In summary, the precedence of the byte-order indicators for LOBFILEs and SDFs is as follows:

BYTEORDER parameter value specified with the LOBFILE or SDF
The byte-order setting established for the first primary data file

Note: If the character set of your data file is a unicode character set and there is a byte-order mark in the first few bytes of the file, then do not use the SKIP parameter. If you do, then the byte-order mark will not be read and interpreted as a byte-order mark.

Suppressing Checks for BOMs

This section describes suppressing checks for BOMs.

A data file in a Unicode character set may contain binary data that matches the BOM in the first bytes of the file. For example the integer(2) value 0xFEFF = 65279 decimal matches the big-endian BOM in UTF16. In that case, you can tell SQL*Loader to read the first bytes of the data file as data and not check for a BOM by specifying the BYTEORDERMARK parameter with the value NOCHECK. The syntax for the BYTEORDERMARK parameter is:

BYTEORDERMARK NOCHECK indicates that SQL*Loader should not check for a BOM and should read all the data in the data file as data.

BYTEORDERMARK CHECK tells SQL*Loader to check for a BOM. This is the default behavior for a data file in a Unicode character set. But this specification may be used in the control file for clarification. It is an error to specify BYTEORDERMARK CHECK for a data file that uses a non-Unicode character set.
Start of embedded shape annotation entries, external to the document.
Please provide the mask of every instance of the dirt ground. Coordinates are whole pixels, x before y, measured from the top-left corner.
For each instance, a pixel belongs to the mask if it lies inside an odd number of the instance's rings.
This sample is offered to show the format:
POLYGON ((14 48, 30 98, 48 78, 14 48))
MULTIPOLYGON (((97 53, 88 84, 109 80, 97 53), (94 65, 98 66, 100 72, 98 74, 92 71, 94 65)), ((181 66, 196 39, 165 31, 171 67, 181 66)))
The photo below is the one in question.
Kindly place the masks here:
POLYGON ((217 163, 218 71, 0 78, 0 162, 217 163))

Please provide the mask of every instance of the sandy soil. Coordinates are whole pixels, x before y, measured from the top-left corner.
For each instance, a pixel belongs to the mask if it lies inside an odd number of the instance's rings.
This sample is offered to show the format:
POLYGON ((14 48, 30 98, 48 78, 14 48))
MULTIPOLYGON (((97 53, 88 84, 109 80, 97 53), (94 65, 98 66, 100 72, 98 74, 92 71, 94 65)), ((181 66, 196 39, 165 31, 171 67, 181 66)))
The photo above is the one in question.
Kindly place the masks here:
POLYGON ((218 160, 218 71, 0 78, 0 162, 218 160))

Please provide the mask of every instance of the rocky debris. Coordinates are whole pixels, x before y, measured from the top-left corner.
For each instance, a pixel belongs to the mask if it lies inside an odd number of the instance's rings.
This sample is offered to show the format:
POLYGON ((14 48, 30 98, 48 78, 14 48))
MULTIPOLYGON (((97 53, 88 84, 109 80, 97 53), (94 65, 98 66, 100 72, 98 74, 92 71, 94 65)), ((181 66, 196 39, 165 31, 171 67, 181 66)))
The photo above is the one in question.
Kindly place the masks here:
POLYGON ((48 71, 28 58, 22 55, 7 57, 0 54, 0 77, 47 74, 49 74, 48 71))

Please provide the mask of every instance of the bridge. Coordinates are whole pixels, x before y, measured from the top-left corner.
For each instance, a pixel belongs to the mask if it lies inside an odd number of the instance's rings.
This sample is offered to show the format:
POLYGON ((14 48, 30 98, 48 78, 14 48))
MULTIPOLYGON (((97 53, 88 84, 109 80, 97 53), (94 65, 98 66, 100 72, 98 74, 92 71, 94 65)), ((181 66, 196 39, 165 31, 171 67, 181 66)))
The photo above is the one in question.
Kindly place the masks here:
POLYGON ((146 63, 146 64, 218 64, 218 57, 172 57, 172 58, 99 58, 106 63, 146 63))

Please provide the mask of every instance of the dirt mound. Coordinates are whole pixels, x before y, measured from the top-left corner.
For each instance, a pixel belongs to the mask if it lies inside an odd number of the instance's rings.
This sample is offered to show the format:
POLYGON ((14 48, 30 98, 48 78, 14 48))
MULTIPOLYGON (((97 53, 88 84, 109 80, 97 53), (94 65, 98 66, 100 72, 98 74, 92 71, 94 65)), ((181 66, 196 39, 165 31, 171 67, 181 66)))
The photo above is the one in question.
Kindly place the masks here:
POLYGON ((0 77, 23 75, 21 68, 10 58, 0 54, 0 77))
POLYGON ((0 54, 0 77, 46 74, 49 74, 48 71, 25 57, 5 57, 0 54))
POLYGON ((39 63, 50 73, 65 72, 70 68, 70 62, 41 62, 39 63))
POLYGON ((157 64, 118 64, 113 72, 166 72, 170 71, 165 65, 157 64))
The BYTEORDERMARK parameter has the following characteristics:

It is placed after the optional BYTEORDER parameter in the SQL*Loader control file.
It applies to the syntax specification for primary data files, and also to LOBFILEs and secondary data files (SDFs).
It is possible to specify a different BYTEORDERMARK value for different data files; however, the BYTEORDERMARK specification before the INFILEparameters applies to the entire list of primary data files.
The BYTEORDERMARK specification for the primary data files is also used as the default for LOBFILEs and SDFs, except that the value CHECK is ignored in this case if the LOBFILE or SDF uses a non-Unicode character set. This default setting for LOBFILEs and secondary data files can be overridden by specifying BYTEORDERMARK with the LOBFILE or SDF specification.